Before big Al really took Mum in his vice-like embrace, I was surprised and delighted to hear so many memories pour forth from my mum. Preferring to be on her feet as she told me story after story about her childhood and life as a young adult, often acting out a scenario with humour and skill to rival the best actors on any stage.

She was delighted to see me when I went to visit her, demonstrably so. As time passed, she became dependent on me for so many things I could never have imagined. Mum had always been strong and independent. I told her for the first time in my life that I loved her. And she told me she loved me too. Would that have happened without Big Al? who knows? Saying I love you between parents and children of a certain generation in my part of the world is rare. Mostly, there is no need. You just know it.

I missed my mum increasingly as big Al took charge. She was physically right there in front of me, I could hug her, she would take my hand and kiss it, but her very essence was disappearing, dissolving in front of me, all the parts which made up my Mum were still there but were out of order and sequence swirling around in front of my eyes.

Just as I felt close to Mum, felt that I utterly understood what made her tick, the ticking stopped. Silence is not always golden; it can be gut-wrenching and tear your heart out.

So, big Al, you did your worst. Mum was not the first and alas she will not be the last. You have work to do, don’t you? I truly hope and pray that society takes you very seriously, and that we will pull together, collect money, and find a way to beat you. We are getting there with your cousin, Big C.

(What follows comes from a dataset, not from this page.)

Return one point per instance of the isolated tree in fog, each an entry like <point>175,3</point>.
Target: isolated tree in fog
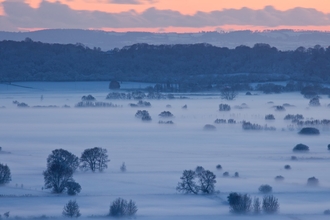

Authoring my book, King Street to King’s Road, was something I had always wanted to do, but never more so than when big Al got Mum in his clutches and squeezed the very being out of her. My memories are out there, in black and white, for all to see, but most importantly, for my daughters.

If Big Al seduces me in the future, my carers may read my book, flick through it and see that I had a meaningful life, and a family to be proud of.

Mum was fortunate to be looked after by an amazing team of people who work in Dundonald Nursing Home. Without exception, they cared for my mum way beyond the constraints of a job description, way beyond what was required to take care of her basic needs. They loved her and wanted to make her blossom in what we all knew was the concluding chapter of her life, from the maintenance guys, office staff, the coffee shop, and kitchen staff, hairdresser, and of course the excellent nursing and occupational therapy teams. All of them knew her by name. They all knew my dad by name. Dundonald House staff became like a second family, and for that, I will be eternally grateful.